The docks were crowded with men, horses, and stores, all being disembarked, and sent up country as rapidly as possible.

I found my brother, who had been on circuit when the war began, and could not get back to his home at Kimberley. He had been for some time at the Cape, and was shortly going to England.

I met a good many friends in Cape Town; some from Kimberley who had come down to recruit after the siege. All the civilians whom I met from there were loud in their appreciation of Mr. Cecil Rhodes and the way he had worked for them and cheered them through the siege—his especial thoughtfulness for the women and children.

I took the sisters to see his beautiful house, Groot Schuur, and to tea with some old friends of mine at Kenilworth.

I was anxious to see all I could of the military hospitals and how they were managed, as I had had no experience of work for the army; but my first visit to a large Military General Hospital was not encouraging, as I thought the wards looked dirty and untidy to a degree; the men had portions of food left on their lockers from previous meals, and this food was covered with flies. Knowing how much enteric there was in the camp, this, I thought, a great source of danger.

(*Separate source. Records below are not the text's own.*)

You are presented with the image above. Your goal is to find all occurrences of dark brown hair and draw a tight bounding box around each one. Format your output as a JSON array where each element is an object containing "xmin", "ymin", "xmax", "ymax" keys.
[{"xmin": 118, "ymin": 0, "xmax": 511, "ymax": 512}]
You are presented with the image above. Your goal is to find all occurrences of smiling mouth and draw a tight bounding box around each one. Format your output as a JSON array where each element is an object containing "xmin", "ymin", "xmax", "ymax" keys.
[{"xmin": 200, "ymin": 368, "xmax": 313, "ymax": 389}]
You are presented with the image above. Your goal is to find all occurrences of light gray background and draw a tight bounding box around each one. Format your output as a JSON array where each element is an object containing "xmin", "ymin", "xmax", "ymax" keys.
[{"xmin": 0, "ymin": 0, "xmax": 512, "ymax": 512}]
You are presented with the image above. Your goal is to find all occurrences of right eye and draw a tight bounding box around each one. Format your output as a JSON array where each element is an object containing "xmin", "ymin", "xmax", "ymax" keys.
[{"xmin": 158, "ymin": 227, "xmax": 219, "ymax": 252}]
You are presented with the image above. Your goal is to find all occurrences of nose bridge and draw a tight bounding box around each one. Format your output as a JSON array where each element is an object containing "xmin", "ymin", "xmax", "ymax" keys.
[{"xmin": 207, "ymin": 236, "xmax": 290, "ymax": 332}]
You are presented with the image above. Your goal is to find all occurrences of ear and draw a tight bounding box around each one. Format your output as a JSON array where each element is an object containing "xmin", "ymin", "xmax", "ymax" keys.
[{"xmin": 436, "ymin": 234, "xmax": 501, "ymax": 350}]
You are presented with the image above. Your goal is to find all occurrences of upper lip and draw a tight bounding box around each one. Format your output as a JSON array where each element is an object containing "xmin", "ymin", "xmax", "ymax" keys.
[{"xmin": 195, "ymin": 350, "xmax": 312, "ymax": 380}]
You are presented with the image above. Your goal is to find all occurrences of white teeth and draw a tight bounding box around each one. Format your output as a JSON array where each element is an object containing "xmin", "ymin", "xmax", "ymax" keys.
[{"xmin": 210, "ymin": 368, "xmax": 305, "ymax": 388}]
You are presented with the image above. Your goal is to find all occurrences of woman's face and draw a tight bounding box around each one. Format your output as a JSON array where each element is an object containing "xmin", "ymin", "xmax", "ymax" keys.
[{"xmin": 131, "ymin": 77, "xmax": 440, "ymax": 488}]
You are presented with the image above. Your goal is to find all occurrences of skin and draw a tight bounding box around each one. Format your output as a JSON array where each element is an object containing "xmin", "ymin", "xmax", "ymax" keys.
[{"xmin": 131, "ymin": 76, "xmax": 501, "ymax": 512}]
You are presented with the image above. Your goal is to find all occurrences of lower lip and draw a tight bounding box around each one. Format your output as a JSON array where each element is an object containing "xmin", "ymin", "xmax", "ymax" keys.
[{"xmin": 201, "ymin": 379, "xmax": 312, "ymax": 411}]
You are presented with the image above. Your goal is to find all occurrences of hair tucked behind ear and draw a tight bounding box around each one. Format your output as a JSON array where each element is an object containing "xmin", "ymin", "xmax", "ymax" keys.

The men were cheery, as usual, but complained that sleep was difficult to obtain owing to the live-stock in the beds; in some of the wards the legs of the beds were placed in condensed milk tins (containing some disinfectant), but even this was not always successful.

Another day I visited the Portland Hospital, and found everything very trim and the men very comfortable; the sisters had very nice quarters; they seemed rather horrified to hear that we had not brought any English maids with us, as they said they could never get on without theirs in this savage land (four miles from Cape Town!); but I have had to do with servants out here before, and prefer to manage with natives.

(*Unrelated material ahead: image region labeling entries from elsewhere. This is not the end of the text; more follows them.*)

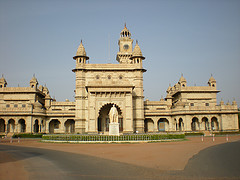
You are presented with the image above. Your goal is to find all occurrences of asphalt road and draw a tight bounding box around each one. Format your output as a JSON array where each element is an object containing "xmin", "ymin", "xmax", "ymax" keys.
[{"xmin": 0, "ymin": 141, "xmax": 240, "ymax": 180}]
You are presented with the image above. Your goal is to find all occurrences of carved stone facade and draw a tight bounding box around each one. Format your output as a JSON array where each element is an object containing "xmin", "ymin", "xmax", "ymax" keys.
[{"xmin": 0, "ymin": 25, "xmax": 239, "ymax": 134}]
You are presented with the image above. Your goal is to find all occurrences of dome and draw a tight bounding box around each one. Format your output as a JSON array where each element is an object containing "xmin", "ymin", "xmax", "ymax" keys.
[
  {"xmin": 73, "ymin": 40, "xmax": 89, "ymax": 59},
  {"xmin": 30, "ymin": 75, "xmax": 38, "ymax": 83},
  {"xmin": 208, "ymin": 76, "xmax": 216, "ymax": 83},
  {"xmin": 0, "ymin": 76, "xmax": 7, "ymax": 84},
  {"xmin": 132, "ymin": 42, "xmax": 142, "ymax": 56},
  {"xmin": 76, "ymin": 41, "xmax": 87, "ymax": 56},
  {"xmin": 120, "ymin": 23, "xmax": 131, "ymax": 37},
  {"xmin": 132, "ymin": 41, "xmax": 145, "ymax": 59},
  {"xmin": 179, "ymin": 75, "xmax": 187, "ymax": 82}
]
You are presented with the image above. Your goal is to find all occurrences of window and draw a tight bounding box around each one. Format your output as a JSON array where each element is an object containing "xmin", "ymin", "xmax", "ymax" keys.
[{"xmin": 54, "ymin": 122, "xmax": 59, "ymax": 129}]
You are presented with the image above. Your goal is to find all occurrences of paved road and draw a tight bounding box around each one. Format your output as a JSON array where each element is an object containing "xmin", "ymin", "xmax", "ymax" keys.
[
  {"xmin": 0, "ymin": 141, "xmax": 240, "ymax": 180},
  {"xmin": 184, "ymin": 141, "xmax": 240, "ymax": 179}
]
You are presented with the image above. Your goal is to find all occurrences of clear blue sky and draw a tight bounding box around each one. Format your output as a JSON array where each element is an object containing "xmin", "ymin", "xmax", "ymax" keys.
[{"xmin": 0, "ymin": 0, "xmax": 240, "ymax": 105}]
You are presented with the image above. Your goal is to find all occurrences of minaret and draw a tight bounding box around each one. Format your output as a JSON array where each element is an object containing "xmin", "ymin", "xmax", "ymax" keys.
[
  {"xmin": 30, "ymin": 75, "xmax": 38, "ymax": 90},
  {"xmin": 178, "ymin": 75, "xmax": 187, "ymax": 87},
  {"xmin": 116, "ymin": 24, "xmax": 133, "ymax": 64},
  {"xmin": 73, "ymin": 40, "xmax": 89, "ymax": 65},
  {"xmin": 208, "ymin": 75, "xmax": 217, "ymax": 88},
  {"xmin": 72, "ymin": 41, "xmax": 89, "ymax": 133},
  {"xmin": 0, "ymin": 75, "xmax": 7, "ymax": 88},
  {"xmin": 130, "ymin": 41, "xmax": 145, "ymax": 67}
]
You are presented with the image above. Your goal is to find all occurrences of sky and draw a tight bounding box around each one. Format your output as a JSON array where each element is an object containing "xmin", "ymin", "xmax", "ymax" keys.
[{"xmin": 0, "ymin": 0, "xmax": 240, "ymax": 106}]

I subsequently visited another large general hospital, and found it much better kept than the first one, and the patients more comfortable; so I conclude it depends on the head a good deal, and not so much on the system.

A party of wounded men came in while I was there, most of them convalescents, but a few looked rather bad, and it seemed to be a very long time before they were put to bed.

I also visited the Red Cross Depot, and saw a good many ladies at work packing bags for the ambulance trains—a suit of pyjamas, a sponge, a handkerchief, a little writing-paper and a pencil, &c., in each bag, which must be a most welcome present for a soldier straight from the veldt.

We re-embarked on the same ship on 24th March, and had a very rough trip up the coast, calling at Port Elizabeth and East London. At the latter place the weather was very hot with a cloudy sky, and all the officers were in their white suits, when we were suddenly struck by a tremendous rain-storm with thunder and lightning, and the wind howling in the rigging; they had no time to change out of their white clothes, and in a few minutes looked like drowned rats.